La pharmacie est scindée en deux marchés. Les médicaments dits « éthiques » délivrés sur ordonnance et supposés plus dangereux. Et ceux en vente libre, nommés « OTC » (over the counter), théoriquement anodins. La publicité des premiers est interdite auprès du grand public.
Cependant, la limite entre ces deux marchés est floue et fluctuante. Les antiinflammatoires ont varié d’éthique à OTC selon leur dosage, il suffisait alors d’aller plus souvent à la pharmacie pour avoir sa dose. L’aspirine, les vasoconstricteurs nasaux ou les laxatifs stimulants sont en vente libre malgré leur dangerosité.
Quant à la barrière publicitaire, elle est franchie allègrement dans les deux sens.
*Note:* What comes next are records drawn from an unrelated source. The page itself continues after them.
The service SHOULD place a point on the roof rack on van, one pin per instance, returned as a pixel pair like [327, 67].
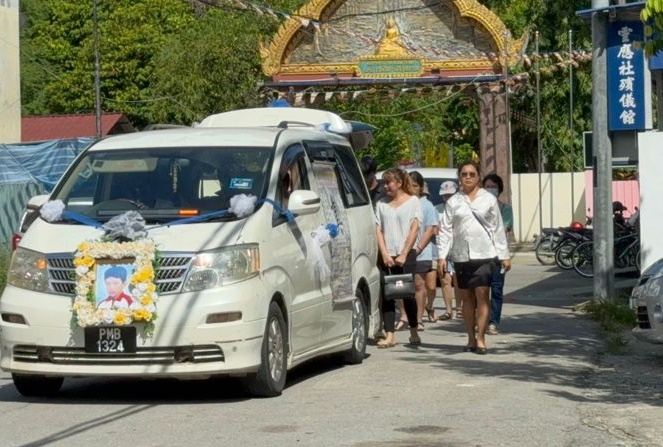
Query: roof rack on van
[286, 123]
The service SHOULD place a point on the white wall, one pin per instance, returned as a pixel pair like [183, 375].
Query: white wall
[548, 200]
[10, 81]
[650, 161]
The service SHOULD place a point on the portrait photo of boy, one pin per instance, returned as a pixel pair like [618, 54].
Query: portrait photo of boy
[112, 292]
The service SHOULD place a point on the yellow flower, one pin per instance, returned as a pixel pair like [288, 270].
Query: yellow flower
[145, 274]
[142, 314]
[87, 261]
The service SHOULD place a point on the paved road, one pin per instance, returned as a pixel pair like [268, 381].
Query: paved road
[529, 390]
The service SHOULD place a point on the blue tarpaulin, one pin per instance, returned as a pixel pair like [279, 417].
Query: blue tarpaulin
[30, 169]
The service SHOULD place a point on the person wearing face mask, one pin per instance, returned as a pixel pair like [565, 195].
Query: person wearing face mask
[448, 189]
[493, 184]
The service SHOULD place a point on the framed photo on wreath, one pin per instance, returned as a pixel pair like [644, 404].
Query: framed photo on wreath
[113, 278]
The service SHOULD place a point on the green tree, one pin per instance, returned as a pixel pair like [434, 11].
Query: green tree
[58, 49]
[209, 68]
[652, 16]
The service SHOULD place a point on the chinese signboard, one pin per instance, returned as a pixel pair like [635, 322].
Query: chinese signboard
[626, 76]
[399, 68]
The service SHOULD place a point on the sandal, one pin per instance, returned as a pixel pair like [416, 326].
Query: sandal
[384, 344]
[431, 315]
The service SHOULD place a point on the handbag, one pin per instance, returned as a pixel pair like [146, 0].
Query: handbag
[398, 286]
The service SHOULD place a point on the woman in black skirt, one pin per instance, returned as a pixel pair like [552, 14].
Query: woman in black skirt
[472, 236]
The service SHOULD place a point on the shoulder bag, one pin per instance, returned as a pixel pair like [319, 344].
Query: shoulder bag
[398, 286]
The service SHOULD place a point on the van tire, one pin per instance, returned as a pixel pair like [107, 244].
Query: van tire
[270, 379]
[37, 386]
[357, 352]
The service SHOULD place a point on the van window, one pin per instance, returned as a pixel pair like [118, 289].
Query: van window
[352, 181]
[293, 174]
[160, 182]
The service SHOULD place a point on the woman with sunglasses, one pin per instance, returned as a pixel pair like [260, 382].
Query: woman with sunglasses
[472, 235]
[398, 217]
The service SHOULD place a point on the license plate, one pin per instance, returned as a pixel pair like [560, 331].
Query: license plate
[110, 339]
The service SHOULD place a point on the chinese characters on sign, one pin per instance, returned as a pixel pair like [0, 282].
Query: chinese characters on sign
[626, 89]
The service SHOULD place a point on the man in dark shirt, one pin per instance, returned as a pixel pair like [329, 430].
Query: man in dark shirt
[369, 168]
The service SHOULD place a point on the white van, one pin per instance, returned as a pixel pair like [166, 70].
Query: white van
[242, 247]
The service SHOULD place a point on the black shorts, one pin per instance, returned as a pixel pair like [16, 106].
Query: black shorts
[425, 266]
[475, 273]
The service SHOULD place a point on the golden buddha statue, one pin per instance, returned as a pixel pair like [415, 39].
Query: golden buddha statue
[390, 44]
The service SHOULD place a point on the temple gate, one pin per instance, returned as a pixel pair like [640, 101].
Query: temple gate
[343, 44]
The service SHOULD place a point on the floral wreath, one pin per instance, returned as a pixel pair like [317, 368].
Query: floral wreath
[143, 291]
[125, 238]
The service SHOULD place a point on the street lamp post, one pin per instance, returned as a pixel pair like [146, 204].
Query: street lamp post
[97, 81]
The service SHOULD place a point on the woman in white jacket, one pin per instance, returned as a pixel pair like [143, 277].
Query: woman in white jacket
[472, 236]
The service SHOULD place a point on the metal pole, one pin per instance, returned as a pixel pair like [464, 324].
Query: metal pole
[507, 106]
[571, 146]
[538, 126]
[97, 80]
[602, 150]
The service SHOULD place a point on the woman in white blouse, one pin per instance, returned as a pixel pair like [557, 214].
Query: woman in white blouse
[398, 216]
[472, 235]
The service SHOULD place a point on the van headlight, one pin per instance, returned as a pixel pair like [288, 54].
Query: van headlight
[28, 270]
[221, 267]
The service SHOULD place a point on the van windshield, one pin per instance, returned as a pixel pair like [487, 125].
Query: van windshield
[164, 184]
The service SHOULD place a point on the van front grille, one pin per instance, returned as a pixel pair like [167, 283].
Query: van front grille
[170, 274]
[62, 355]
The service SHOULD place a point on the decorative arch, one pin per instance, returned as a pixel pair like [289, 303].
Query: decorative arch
[286, 57]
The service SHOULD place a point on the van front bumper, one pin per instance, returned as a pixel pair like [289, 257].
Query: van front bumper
[183, 344]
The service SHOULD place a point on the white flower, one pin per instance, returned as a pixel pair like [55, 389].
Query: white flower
[52, 210]
[108, 316]
[242, 205]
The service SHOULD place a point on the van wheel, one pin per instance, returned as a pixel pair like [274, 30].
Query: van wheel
[357, 352]
[269, 381]
[37, 386]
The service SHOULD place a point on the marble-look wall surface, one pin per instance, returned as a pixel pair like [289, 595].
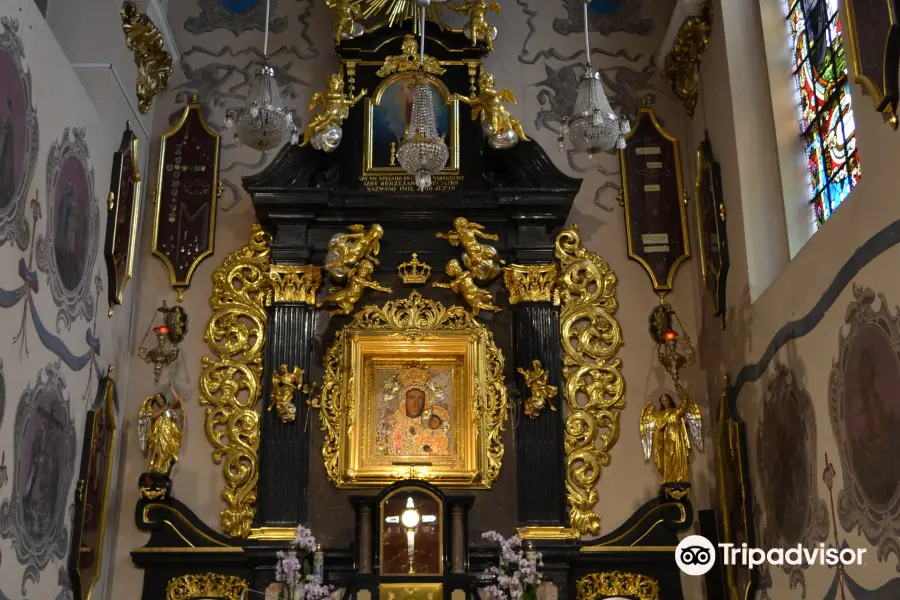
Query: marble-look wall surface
[538, 55]
[58, 134]
[813, 355]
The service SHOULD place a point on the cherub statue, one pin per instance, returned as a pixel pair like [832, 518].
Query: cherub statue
[537, 380]
[160, 427]
[488, 104]
[154, 64]
[667, 434]
[477, 28]
[345, 250]
[464, 284]
[357, 281]
[335, 108]
[345, 25]
[479, 258]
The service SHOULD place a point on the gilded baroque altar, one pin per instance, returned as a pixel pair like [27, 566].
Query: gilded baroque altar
[334, 387]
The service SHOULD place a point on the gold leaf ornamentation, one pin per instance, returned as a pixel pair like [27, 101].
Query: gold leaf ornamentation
[682, 63]
[207, 585]
[594, 387]
[230, 381]
[531, 283]
[154, 64]
[413, 319]
[617, 583]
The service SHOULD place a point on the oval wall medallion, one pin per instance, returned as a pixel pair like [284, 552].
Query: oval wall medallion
[68, 249]
[794, 512]
[36, 513]
[864, 408]
[18, 136]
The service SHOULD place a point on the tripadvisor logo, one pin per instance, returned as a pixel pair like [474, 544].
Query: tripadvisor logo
[696, 555]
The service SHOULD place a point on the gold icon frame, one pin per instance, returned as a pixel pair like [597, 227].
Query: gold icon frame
[421, 332]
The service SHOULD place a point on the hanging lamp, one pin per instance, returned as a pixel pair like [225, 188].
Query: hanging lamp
[593, 127]
[264, 122]
[422, 152]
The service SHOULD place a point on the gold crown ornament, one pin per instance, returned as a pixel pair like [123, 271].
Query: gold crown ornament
[414, 272]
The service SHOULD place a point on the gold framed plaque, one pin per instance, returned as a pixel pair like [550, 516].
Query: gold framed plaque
[387, 113]
[413, 390]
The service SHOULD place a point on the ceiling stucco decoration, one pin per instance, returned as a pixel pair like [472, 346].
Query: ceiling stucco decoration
[214, 15]
[18, 136]
[68, 249]
[864, 408]
[794, 511]
[35, 515]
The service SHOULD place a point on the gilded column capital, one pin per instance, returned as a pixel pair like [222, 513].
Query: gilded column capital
[531, 283]
[295, 283]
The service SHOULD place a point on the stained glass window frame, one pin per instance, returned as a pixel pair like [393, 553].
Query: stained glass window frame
[824, 105]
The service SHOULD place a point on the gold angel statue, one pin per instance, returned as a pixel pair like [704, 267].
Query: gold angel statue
[346, 26]
[667, 436]
[154, 64]
[345, 250]
[346, 298]
[502, 129]
[464, 284]
[324, 130]
[160, 427]
[482, 259]
[542, 393]
[477, 27]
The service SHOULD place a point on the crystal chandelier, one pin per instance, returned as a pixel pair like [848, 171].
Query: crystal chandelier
[264, 122]
[593, 127]
[422, 152]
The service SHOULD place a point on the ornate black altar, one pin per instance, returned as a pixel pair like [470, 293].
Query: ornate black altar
[302, 199]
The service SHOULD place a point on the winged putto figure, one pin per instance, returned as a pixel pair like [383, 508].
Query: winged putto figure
[669, 434]
[160, 427]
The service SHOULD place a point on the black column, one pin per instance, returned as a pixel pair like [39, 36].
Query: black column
[283, 490]
[540, 450]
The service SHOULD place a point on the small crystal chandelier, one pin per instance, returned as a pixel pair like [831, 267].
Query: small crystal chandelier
[265, 121]
[593, 127]
[422, 152]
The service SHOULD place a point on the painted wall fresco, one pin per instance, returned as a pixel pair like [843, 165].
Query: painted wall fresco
[57, 345]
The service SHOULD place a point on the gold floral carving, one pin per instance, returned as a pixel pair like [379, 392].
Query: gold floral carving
[230, 381]
[154, 64]
[207, 585]
[616, 583]
[420, 320]
[594, 387]
[682, 65]
[531, 283]
[295, 283]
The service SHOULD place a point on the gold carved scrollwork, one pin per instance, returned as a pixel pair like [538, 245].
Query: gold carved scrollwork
[616, 583]
[531, 283]
[284, 383]
[682, 66]
[154, 64]
[594, 386]
[230, 381]
[207, 585]
[295, 283]
[414, 319]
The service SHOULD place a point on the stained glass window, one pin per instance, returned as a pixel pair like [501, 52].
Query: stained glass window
[823, 98]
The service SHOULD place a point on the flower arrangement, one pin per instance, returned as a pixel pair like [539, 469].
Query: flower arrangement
[517, 577]
[300, 578]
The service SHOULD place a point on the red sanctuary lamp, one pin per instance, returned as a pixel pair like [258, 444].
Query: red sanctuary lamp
[164, 353]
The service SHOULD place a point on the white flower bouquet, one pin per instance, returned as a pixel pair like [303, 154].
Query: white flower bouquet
[517, 577]
[295, 570]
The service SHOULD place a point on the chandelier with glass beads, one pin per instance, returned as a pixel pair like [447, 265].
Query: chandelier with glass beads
[422, 152]
[593, 127]
[264, 122]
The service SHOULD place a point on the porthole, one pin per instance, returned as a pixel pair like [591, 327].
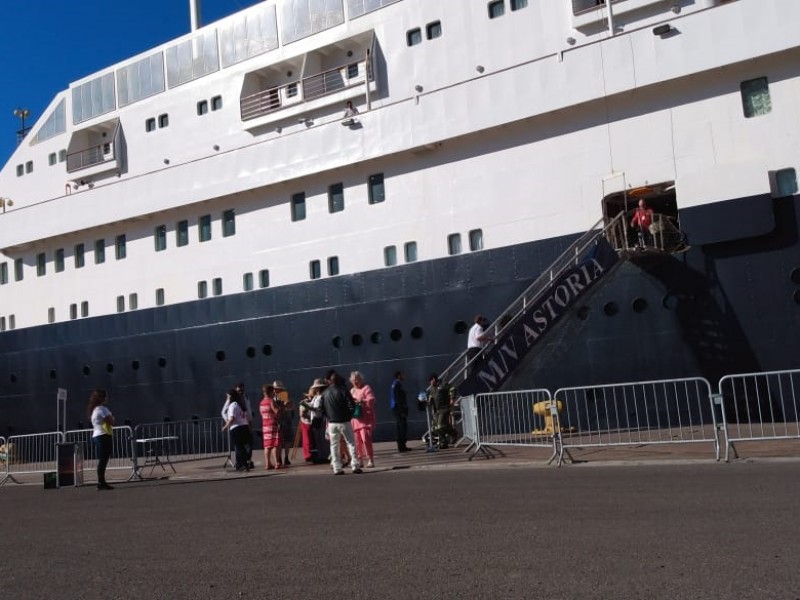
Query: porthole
[610, 309]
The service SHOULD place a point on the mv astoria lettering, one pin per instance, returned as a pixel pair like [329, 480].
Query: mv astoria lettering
[538, 319]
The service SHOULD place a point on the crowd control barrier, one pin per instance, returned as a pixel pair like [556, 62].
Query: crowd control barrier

Diverses « pressions » sur les médecins ont abouti aux addictions aux benzodiazépines, antidépresseurs et opiacés qui sont un problème majeur de santé publique. Dans l’autre sens, lorsque les médecins sont trop timides pour prescrire un produit coûteux et peu efficace, le marché passe par les associations de patients pour afficher une compassion outrancière.
Ces manœuvres ont bien fonctionné pendant des années : ni prescripteurs, ni patients ne percevaient la trivialité d’un marché ostensiblement dédié au bien de l’humanité souffrante.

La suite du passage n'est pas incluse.